A geometry problem by Chung Kevin

Method 1:

let $A$ be the area of the oval-shaped region, $x$ be the area of the quarter circle (yellow region) and $y$ be the area of the white region

then,

$x=\dfrac{1}{4}(\pi)(1^2)=\dfrac{\pi}{4}$

it follows that,

$y=1^2-\dfrac{\pi}{4}=\dfrac{4-\pi}{4}$

Finally,

$A=1^2-2(y)=1-2(\dfrac{4-\pi}{4})=1-(\dfrac{4-\pi}{2})=1-2+\dfrac{\pi}{2}=-1+\dfrac{\pi}{2}=$ $\color{#3D99F6}\boxed{\dfrac{\pi}{2}-1}$ $\boxed{\text{answer}}$

Method 2:

let $A$ be the area of the oval-shaped region, $x$ be the area of the quarter circle (yellow region) and $y$ be the area of the white region

then,

$x=\dfrac{1}{4}(\pi)(1^2)=\dfrac{\pi}{4}$

it follows that,

$y=1^2-\dfrac{\pi}{4}=\dfrac{4-\pi}{4}$

Finally,

$A=x-y$

$A=\dfrac{\pi}{4}-\dfrac{4-\pi}{4}$

$A=\dfrac{\pi-(4-\pi)}{4}$

$A=\dfrac{\pi-4+\pi}{4}$

$A=\dfrac{2\pi-4}{4}$

$A=\dfrac{2\pi}{4}-\dfrac{4}{4}$

$A=$ $\color{#3D99F6}\boxed{\dfrac{\pi}{2}-1}$ $\boxed{\text{answer}}$

Method 3:

let $A$ be the area of the oval-shaped region, $x$ be the area of the quarter circle (yellow region) and $z$ be the area of the triangle (green region)

then,

$x=\dfrac{1}{4}(\pi)(1^2)=\dfrac{\pi}{4}$

it follows that,

$z=\dfrac{1}{2}(1)(1)=\dfrac{1}{2}$

then,

$\dfrac{A}{2}=x-z$

$\dfrac{A}{2}=\dfrac{\pi}{4}-\dfrac{1}{2}$

Finally,

$A=2(\dfrac{A}{2})=2(\dfrac{\pi}{4}-\dfrac{1}{2})=$ $\color{#3D99F6}\boxed{\dfrac{\pi}{2}-1}$ $\boxed{\text{answer}}$

Two quarter circles cover the whole area once and overlap in the blue area covering it twice.

An area of two quarter circles minus an area of a square = area of half a circle minus a square = $\frac{\pi}{2}-1$ .

the area of the quarter circle is π/4 minus 1/2 the area of the square will give us half the blue area so π/4 - 1/2. the blue area is twice that or π/2 - 1

You could just eyeball it.

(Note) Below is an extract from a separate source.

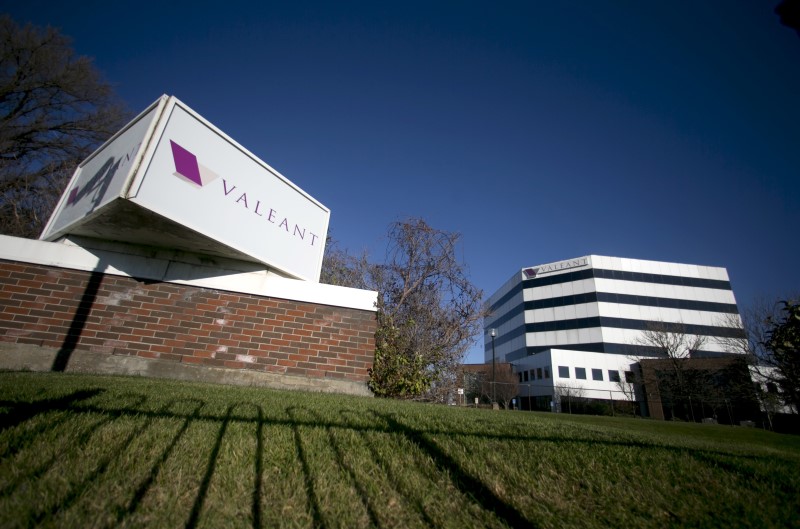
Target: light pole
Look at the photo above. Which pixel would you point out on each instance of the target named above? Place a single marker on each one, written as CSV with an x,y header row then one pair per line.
x,y
493,333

Option 1 is 2 - 1.57, so .43, Option 2 is .14. Option 3 is 1.57-1, or .57, and Option 4 is a number larger than 1. Since the area is 1 and the blue area is clearly about half, you can eliminate options 2 and 4. Then the question is is it closer to 60% blue or 40% blue. It is closer to 60%, so option 3.

By sight, the shaded oval is a bit more than half the area of the square which is 1. So the only answer that is a bit more than 0.5 is (pi/2)-1.

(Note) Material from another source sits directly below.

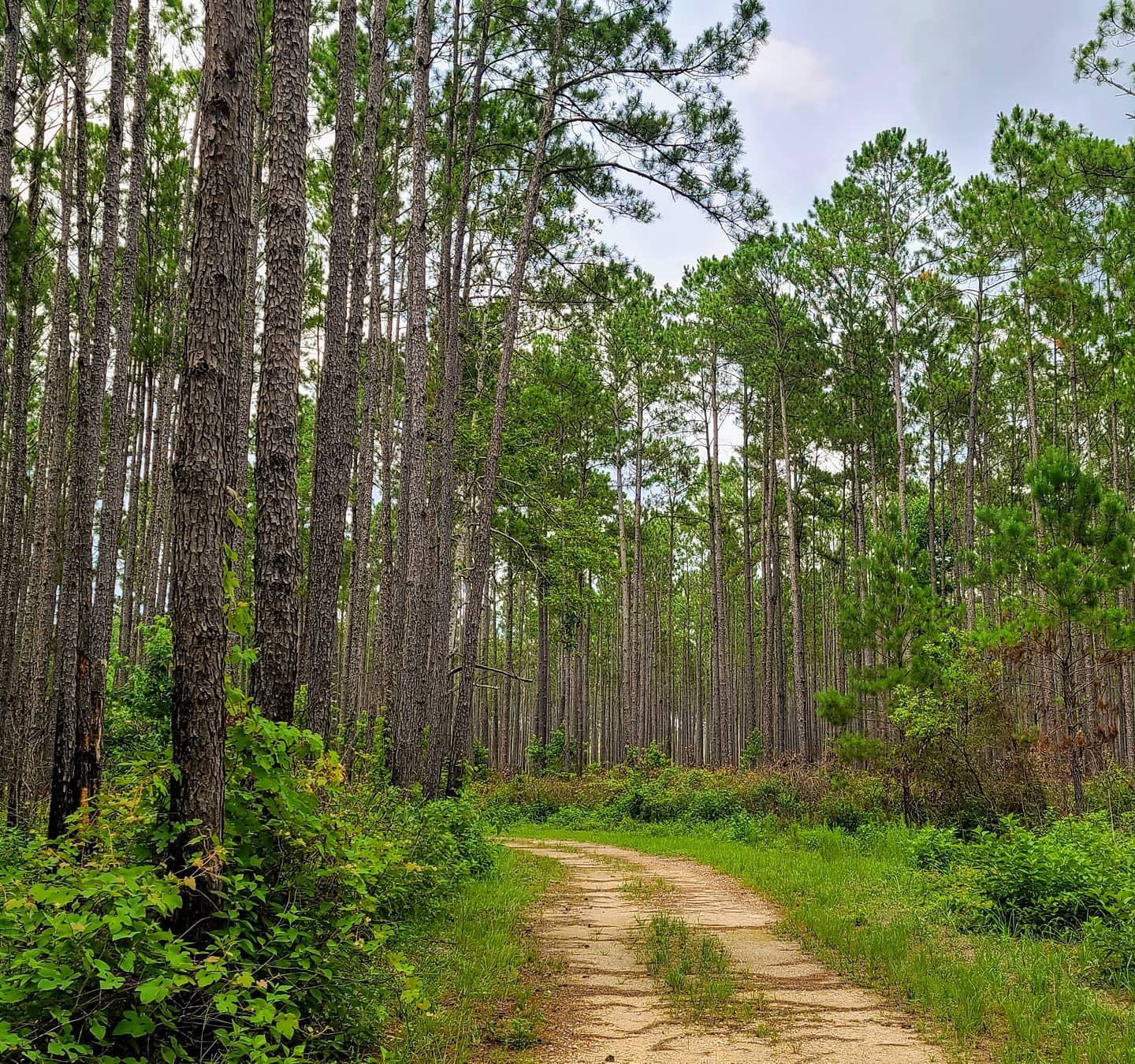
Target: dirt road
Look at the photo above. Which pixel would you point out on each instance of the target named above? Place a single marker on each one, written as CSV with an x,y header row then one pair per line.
x,y
608,1009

The blue area is equal to 2× [Area of the quarter circle - (1/2) area of the square] =

= The area of a semi-circle - The area of the square

= [(1/2)π(1)^(2)]-(1*1)

= (π/2)-1

Therefore the answer is (π/2) - 1

The area of the quarter circle is $\frac{\pi}{4}$ .

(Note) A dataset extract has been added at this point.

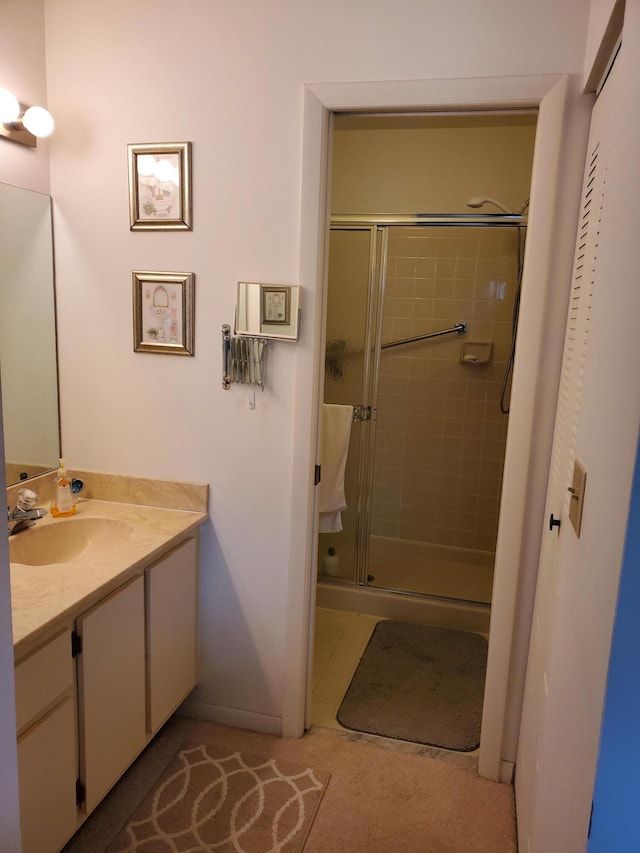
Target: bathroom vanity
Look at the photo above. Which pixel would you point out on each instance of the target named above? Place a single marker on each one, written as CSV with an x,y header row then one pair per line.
x,y
105,650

Thus the area of the part of the square - quarter of circle is = $1-\frac{\pi}{4}$ , since there are two of these areas,

then the unwanted area is $2-\frac{\pi}{2}\implies$ the area of the oval part is $1-(2-\frac{\pi}{2})=\frac{\pi}{2}-1$

Firstly divide the oval region shaped into two halves then calculate the area of the triangle = 1/2(1)(1)=1/2 Then calculate the area of quadrant = (πr*2)/4 which is equal to = π/4 then Subtract the both area =(π/4 - 1/2 )
This is the area of 1/2 Oval shaped and multiplied by 2 == (π/2-1)

Technically, that shape is called a vesica piscis - or you could just say the football-shaped region if you want to use a more familiar term. Oval is not a well-defined term, so fine, call I guess you can call it an oval. But I don't think this shape matches the common usage of the term.